The thought of a home invasion is terrifying to most people. Many people would have no idea of the best way to protect themselves and their families if someone breaks in with a gun.
Dustin Merritt is a former Navy Seal who served in combat. Now, he uses those specialized skills and knowledge to teach people what to do, step by step.
Merritt comes to your home and designs a plan based on the home's specific layout and the number and type of people who live there, both their ages and where their bedrooms are located.
His company is Integrated Tactical Training. They teach people self-defense and home safety including when and how to shoot and keep your gun from being taken.
Most people think, "I'll get my gun and go after them," but that's not what's recommended because the average person is not well trained.
"The easiest thing to do is stay in a static position, which means we're not moving," said Dustin Merritt, security expert.
First and foremost, Dustin says don't go toward the threat, instead - barricade yourself in a room.
"If we can, close the door, because if somebody is trying to get into your room, if we can lock the door, obviously lock the door," he said.
He says if you can quickly and easily move furniture in front of the door, do that, if not, find a location that is not in front of the door, where you can see the intruder. Pick a spot that gives you some concealment or cover from gunfire and call 911.
"Off-setting yourself will give you a better vantage point if an attacker comes in," he said.
Lori Fullbright: "What do I do if he comes in?"
Dustin Merritt: "That'd be the time you want to defend yourself."
That means shoot and shoot to kill - but never through a closed door, because it could be a loved one or police on the other side.

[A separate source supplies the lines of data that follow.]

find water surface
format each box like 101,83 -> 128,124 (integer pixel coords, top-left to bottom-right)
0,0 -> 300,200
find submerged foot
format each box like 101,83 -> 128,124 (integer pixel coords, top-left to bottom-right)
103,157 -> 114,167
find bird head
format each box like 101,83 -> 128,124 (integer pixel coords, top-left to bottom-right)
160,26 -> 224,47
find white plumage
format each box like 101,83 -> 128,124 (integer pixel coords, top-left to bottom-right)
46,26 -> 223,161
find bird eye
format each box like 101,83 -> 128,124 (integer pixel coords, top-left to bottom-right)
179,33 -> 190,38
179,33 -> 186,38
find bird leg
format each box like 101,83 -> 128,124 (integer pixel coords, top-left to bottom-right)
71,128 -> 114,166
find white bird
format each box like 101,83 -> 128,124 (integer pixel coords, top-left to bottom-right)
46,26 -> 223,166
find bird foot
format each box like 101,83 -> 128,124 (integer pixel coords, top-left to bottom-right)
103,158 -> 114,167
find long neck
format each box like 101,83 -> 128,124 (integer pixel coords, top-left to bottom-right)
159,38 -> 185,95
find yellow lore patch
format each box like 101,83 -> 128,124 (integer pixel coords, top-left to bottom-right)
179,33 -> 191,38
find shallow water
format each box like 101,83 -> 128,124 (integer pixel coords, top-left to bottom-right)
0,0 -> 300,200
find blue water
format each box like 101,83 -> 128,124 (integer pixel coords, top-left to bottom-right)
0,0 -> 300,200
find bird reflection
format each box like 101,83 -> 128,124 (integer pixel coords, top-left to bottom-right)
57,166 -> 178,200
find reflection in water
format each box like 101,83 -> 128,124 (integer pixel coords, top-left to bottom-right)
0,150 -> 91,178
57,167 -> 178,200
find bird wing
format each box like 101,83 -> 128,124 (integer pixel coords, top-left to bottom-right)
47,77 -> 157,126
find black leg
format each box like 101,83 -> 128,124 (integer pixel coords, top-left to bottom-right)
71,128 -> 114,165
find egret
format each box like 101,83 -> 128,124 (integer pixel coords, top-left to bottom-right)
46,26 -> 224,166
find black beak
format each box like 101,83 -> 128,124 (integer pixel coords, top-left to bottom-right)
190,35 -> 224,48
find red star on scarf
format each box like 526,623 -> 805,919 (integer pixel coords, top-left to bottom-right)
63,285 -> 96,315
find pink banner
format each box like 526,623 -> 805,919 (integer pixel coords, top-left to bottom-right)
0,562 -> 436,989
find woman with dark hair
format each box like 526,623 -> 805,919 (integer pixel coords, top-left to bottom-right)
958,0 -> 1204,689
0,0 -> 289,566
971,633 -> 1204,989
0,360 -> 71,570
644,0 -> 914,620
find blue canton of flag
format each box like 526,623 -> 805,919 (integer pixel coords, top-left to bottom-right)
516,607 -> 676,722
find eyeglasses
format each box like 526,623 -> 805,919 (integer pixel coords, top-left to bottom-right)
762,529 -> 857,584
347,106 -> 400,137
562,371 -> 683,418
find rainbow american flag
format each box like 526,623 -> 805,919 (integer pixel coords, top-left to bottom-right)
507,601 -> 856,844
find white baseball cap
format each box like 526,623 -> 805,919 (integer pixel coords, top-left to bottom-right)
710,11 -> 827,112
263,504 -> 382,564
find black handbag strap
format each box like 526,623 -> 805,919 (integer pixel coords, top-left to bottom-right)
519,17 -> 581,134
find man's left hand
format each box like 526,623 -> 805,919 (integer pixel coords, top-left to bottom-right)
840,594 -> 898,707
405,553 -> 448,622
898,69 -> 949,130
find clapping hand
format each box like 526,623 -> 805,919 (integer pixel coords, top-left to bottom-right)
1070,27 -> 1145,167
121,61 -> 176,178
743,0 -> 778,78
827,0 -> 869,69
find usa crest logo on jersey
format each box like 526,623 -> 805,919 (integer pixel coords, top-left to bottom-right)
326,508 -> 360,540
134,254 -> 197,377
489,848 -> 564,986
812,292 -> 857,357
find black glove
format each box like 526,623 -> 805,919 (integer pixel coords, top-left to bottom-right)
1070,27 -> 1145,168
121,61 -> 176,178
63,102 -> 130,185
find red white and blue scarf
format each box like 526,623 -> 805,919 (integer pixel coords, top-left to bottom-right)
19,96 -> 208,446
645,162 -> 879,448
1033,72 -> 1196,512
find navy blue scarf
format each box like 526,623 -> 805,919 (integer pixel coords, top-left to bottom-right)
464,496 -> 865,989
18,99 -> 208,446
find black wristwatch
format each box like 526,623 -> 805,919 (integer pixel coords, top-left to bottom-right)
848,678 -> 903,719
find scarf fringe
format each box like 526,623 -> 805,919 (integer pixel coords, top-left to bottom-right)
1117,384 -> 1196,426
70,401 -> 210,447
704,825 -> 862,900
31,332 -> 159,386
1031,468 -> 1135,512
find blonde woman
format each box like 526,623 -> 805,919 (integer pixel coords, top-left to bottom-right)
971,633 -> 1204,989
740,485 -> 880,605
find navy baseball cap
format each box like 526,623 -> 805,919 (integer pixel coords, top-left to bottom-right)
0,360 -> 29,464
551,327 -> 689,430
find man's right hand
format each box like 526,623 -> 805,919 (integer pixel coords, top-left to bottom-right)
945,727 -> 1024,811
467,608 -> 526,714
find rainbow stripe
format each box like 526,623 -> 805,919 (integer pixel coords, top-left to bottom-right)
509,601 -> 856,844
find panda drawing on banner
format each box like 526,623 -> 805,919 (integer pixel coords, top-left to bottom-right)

If you are not a gun person or can't get to your gun, have another weapon handy, like a knife or pepper spray - anything you can get your hands on.
Lori Fullbright: "What if I have kids and they're in another bedroom, what do I do to protect them?"
Dustin Merritt: "If you have small kids, as an adult, we make our way to those small children and consolidate ourselves in one spot."
You want to get there quickly, but he says you need to check as you go, to make sure the way is clear of the intruder.
He demonstrated the safest way to move through the house; for example, making sure corners are clear as you go.
"We don't want to clear every space; we want to get to where our children are and that predetermined location," he said.
Once you get to the kids or perhaps it's an elderly person living with you, then barricade yourselves all together because it's easier to defend one location rather than several.
"We've got to be realistic when talking about 'what are my abilities, what can I really do?'" he said.
He says the key is to practice your plan, more than once, both in the daylight and at night. Training will help you react faster and also be ready in case things don't go as planned.
"We're not being paranoid, we're being prepared. We want to instill confidence in our children, in our plan but also for us, we know, hey, if something happens, we have a plan," said Dustin Merritt, former Navy Seal and security expert.
Dustin says this is not one-size-fits-all, it depends on your home, your family and your skills.